How to move future into lambda-expression

Question

I'm using Visual Studio 2013 and i want achieve this line of code

 f = p.get_future();
 auto task =[f = std::move(f)](){
   //use f
 };

I'm aware of the solution here, but unfortunately this doesn't compile under VS2013 (error C2558 no copy-constructor available).

Answer 1

You can use a shared_future. That is easiest.
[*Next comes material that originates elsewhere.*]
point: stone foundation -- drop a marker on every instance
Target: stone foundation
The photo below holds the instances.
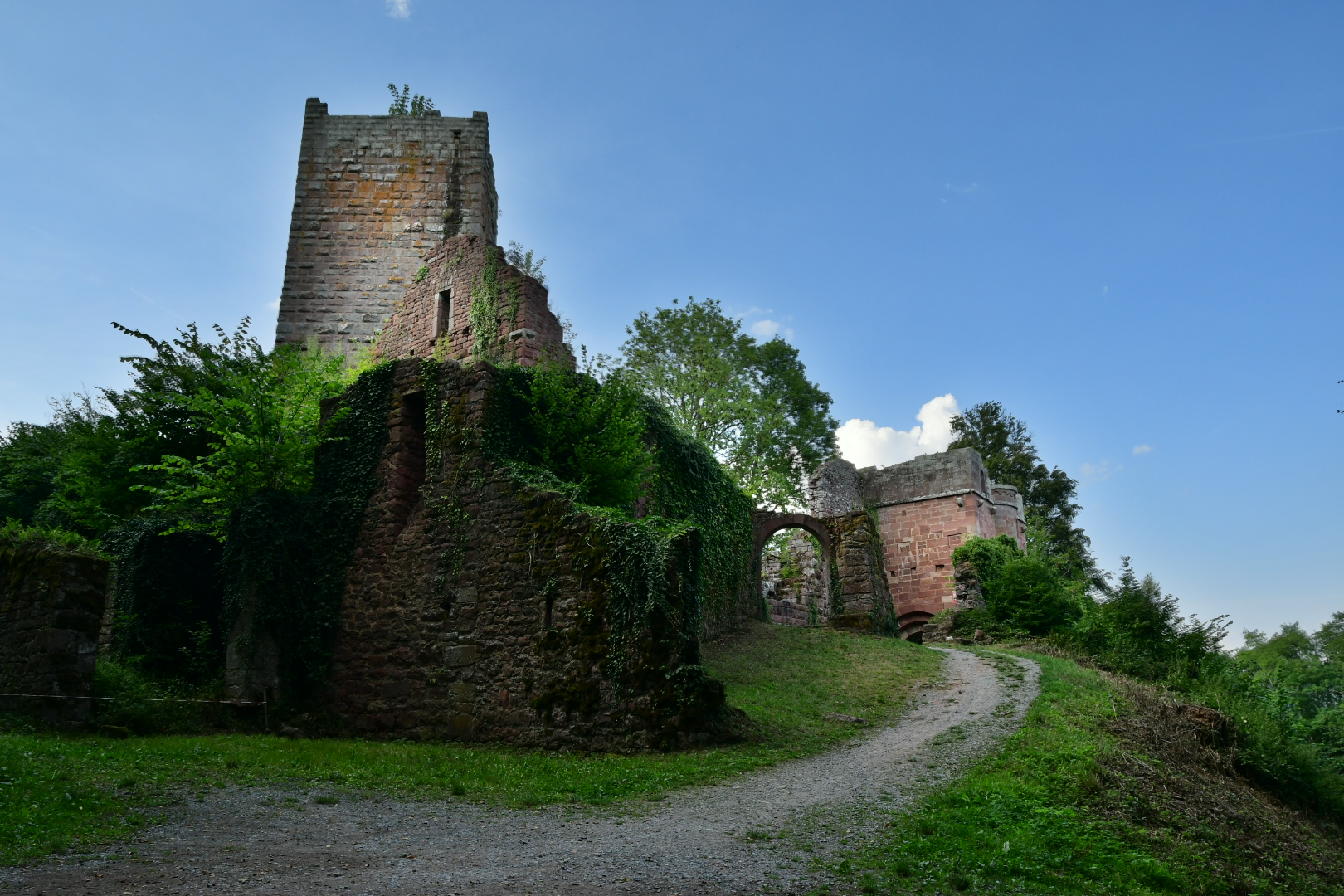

However, that doesn't help you move. If you really need to move, we can do it with the help of a move_helper function and class:

template<class T, class F=void>
struct move_helper_t {
  T t;
  F f;
  template<class...Args>
  auto operator()(Args&&...args)
  ->typename std::result_of< F&(T&, Args...) >::type
  {
    return f(t, std::forward<Args>(args)...);
  }

  // force right-associativity of `->*`, and
  // invert the stack to get the arguments in the "right" order:
  template<class F1,
    class R0=move_helper_t< T, typename std::decay<F1>::type >
  >
  auto operator->*(F1&& f1)
  -> decltype(
    std::declval<F>()->*
    std::declval<R0>()
  )
  {
    return
      std::move(f)->*
      R0{ std::forward<T>(t), std::forward<F1>(f1) };
  }
};
template<class T>
struct move_helper_t<T,void> {
  T t;
  template<class F>
  auto operator->*(F&& f)
  -> move_helper_t<T, typename std::decay<F>::type>
  {
    return {std::forward<T>(t), std::forward<F>(f)};
  }
};

template<class T>
move_helper_t<std::decay_t<T>>
move_helper( T&& t ) {
  return {std::forward<T>(t)};
}

In MSVC 2013 you may have to declare a constructor in move_helper_t. I do not recall how well written their return {} code was.

f = p.get_future();
task =
  move_helper(std::move(f)) ->*
  [](std::future<int>& f){
    //use f
  };

->* binds the move_helper to the lambda. It then returns a callable object which will be passed the std::future<int>& as the first argument when invoked.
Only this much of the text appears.